I don’t know how I got started. I do remember that in 4th grade I was obviously drawing a higher grade of hot rod than my schoolmates. I used to sculpt more than paint, plus I was the cartoonist for Oncology Times (a medical journal). But mostly I was a businessman until about two years ago.
Why Pollock? What attracts you about his work or his manner of working?
About six or seven years ago I was working on a project I called “Paint Like Pollock”—a kind of tongue-in-cheek coffee table book with the subtitle of “Why pay seven million for a Jackson Pollock when you can just make one yourself.” In the process I produced ten or fifteen Pollock like paintings. In doing so, I found the experience of painting like Pollock to be a much more fulfilling artistic experience than I had thought it would be. I loved the lack of control, the chaos, the building up by layers, the infinite depth of the mature images, the physicality of walking around the perimeter of a canvas throwing the paint. I liked the fact that the painting was more interesting after the cat walked through it. And that I could just spit my clementine pits into the paint as I went and that was okay too. I also liked that you could drink beer while you were doing it.

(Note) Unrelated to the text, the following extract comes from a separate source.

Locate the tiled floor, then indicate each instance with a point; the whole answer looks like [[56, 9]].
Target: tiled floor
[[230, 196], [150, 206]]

Why portraiture? Why do you want “to become the pre-eminent American portrait painter of the 21st century”?
I ended up with two or three really stunning “Pollocks,” but it was obvious that if you paint like Pollock you’re always just going to be a Pollock impersonator. But I liked the process so much I didn’t want to quite let go of it. So I was looking around for some way to “own” the drip style. Chuck Close is one of my favorite painters, and I was staring at one of his paintings in a museum a year or so after I stopped drip painting (the project never got off the ground) and I thought, hmmm, portraits. What if you turn Pollock 180 degrees and become super-representational? What if Jackson Pollock painted like Chuck Close? Or vice-versa. So I started painting huge heads in what I called a Jackson Pollock/Chuck Close fusion. First a self-portrait. Then a smashing reinterpretation of a Close self-portrait. Several years into the idea I’ve evolved away from that too-easy phrase, but the guiding idea in the early going was “Pollock/Close fusion.” So I became a portraitist so I could use the drip style.
The reason I want to become the pre-eminent American portrait painter is that I am competitive by nature. The first post of my blog is titled “Chuck Close must be freaking out.” I doubt if he is.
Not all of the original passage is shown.